Further, in some aspects, the comparison module 142 compares the formatted incident data to historic incident information, and recommends a mitigation action 138 employed to resolve a historic incident having incident text that matches the incident text of the incident. For instance, in some aspects, the comparison module 140 employs correlation analysis (e.g., a cosine similarity process) to identify that the incident data 114 of a current incident has a correlation value above a predefined threshold with incident data 114 for one or more historic incidents, determines a previously-employed mitigation action 138 in response to the one or more historic incidents, and recommends the previously-employed mitigation action 138 action as a current mitigation action 138 for the current incident. As an example, the comparison module 142 may determine that formatted incident data 144 for a current incident matches historic formatted incident data 144, identify that network traffic was re-routed as a solution to the one or more incidents associated with the historic formatted incident data 144, and recommend re-routing network traffic as the mitigation action 138 for the incident.

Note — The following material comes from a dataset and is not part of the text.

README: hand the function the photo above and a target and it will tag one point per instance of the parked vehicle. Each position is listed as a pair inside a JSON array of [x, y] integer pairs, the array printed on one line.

Further, in some aspects, the notification module 128 transmits engagement notifications 116(1)-(n) to the management devices 118(1)-(n). For example, in response to the ML model 126 identifying that an incident assignment group should be assigned an incident, the notification module 128 transmits an engagement notification (EN) 116 to one or more management devices 118 associated with the incident assignment group. In addition, the engagement notification 116 indicates that the incident assignment group has been assigned responsibility for managing the incident, and includes a description of the incident (e.g., a detailed description of the incident). Additionally, in some aspects, the engagement notification 116 for an incident includes a corresponding mitigation action determined by the resolution module 124. Additionally, in some aspects, a management device 118 is configured to present a graphical user interface (GUI) displaying incident information and/or mitigation information based on the engagement notifications 116(1)-(n). For example, in some aspects, a management device 118 generates a GUI displaying incident data 114 for an incident and a mitigation action 138 for the incident based on the content of a engagement notification 116.

FIG. 2 illustrates an example of a keyword feature module 200 (e.g., keyword feature module 120) within a cloud computing system, in accordance with some aspects of the present disclosure. As illustrated in FIG. 2, in some aspects, a keyword feature module 200 includes a dictionary generation module 202, a tokenizer module 204, a matcher module 206, and a feature generator module 208.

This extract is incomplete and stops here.